Did the job for me. Great book for beginners. One thing to note is that, as IT books tend to be, it will be outdated rather soon. The book makes the statement (at least in the edition I bought, though I suspect more recent prints may have redacted) that (not verbatim) "It will all be XHTML from now on, there will be no HTML5". In fact, HTML5 will be the new standard that makes everything in this book obsolete over the next few years, and every web browser except Internet Explorer has already implemented it (IE is always at the tail end of the procession. My advice; use Chrome or Firefox).Making such predictions in such a fast moving field of technology nearly always turns out to be a bad idea.

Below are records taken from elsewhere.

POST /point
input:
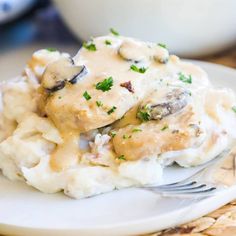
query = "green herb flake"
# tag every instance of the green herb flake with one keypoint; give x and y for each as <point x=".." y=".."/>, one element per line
<point x="141" y="70"/>
<point x="89" y="46"/>
<point x="51" y="49"/>
<point x="111" y="110"/>
<point x="185" y="79"/>
<point x="114" y="32"/>
<point x="122" y="157"/>
<point x="125" y="136"/>
<point x="164" y="127"/>
<point x="112" y="134"/>
<point x="86" y="95"/>
<point x="234" y="109"/>
<point x="135" y="130"/>
<point x="144" y="113"/>
<point x="105" y="85"/>
<point x="108" y="42"/>
<point x="162" y="45"/>
<point x="99" y="103"/>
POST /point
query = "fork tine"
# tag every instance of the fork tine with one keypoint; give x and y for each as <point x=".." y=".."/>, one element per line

But what is in this book should continue to be perfectly functional for a good few years as they maintain backwards compatibility (famous last words), and it is an excellent introduction to anyone just interested in how the internet works, and in gaining practical skills and knowledge in IT.

Miguel Angel Ivars Mas

Uno de los mejores libros que he visto nunca sobre html, pero con diferencia, aprendes de forma correcta html y css siguiendo los estándares muy fácilmente y te sorprende como cobra sentido todo.Realizado con mucho cariño con ilustraciones, explicaciones, diálogos y personificaciones de cada propiedad, etiqueta, etc, que te hacen pasar un buen rato y entender hasta la más ínfima diferencia y característica de tu web.Una lástima que no esté en español porque podría ser libro de cabecera para muchos que por el idioma nunca accederán a él.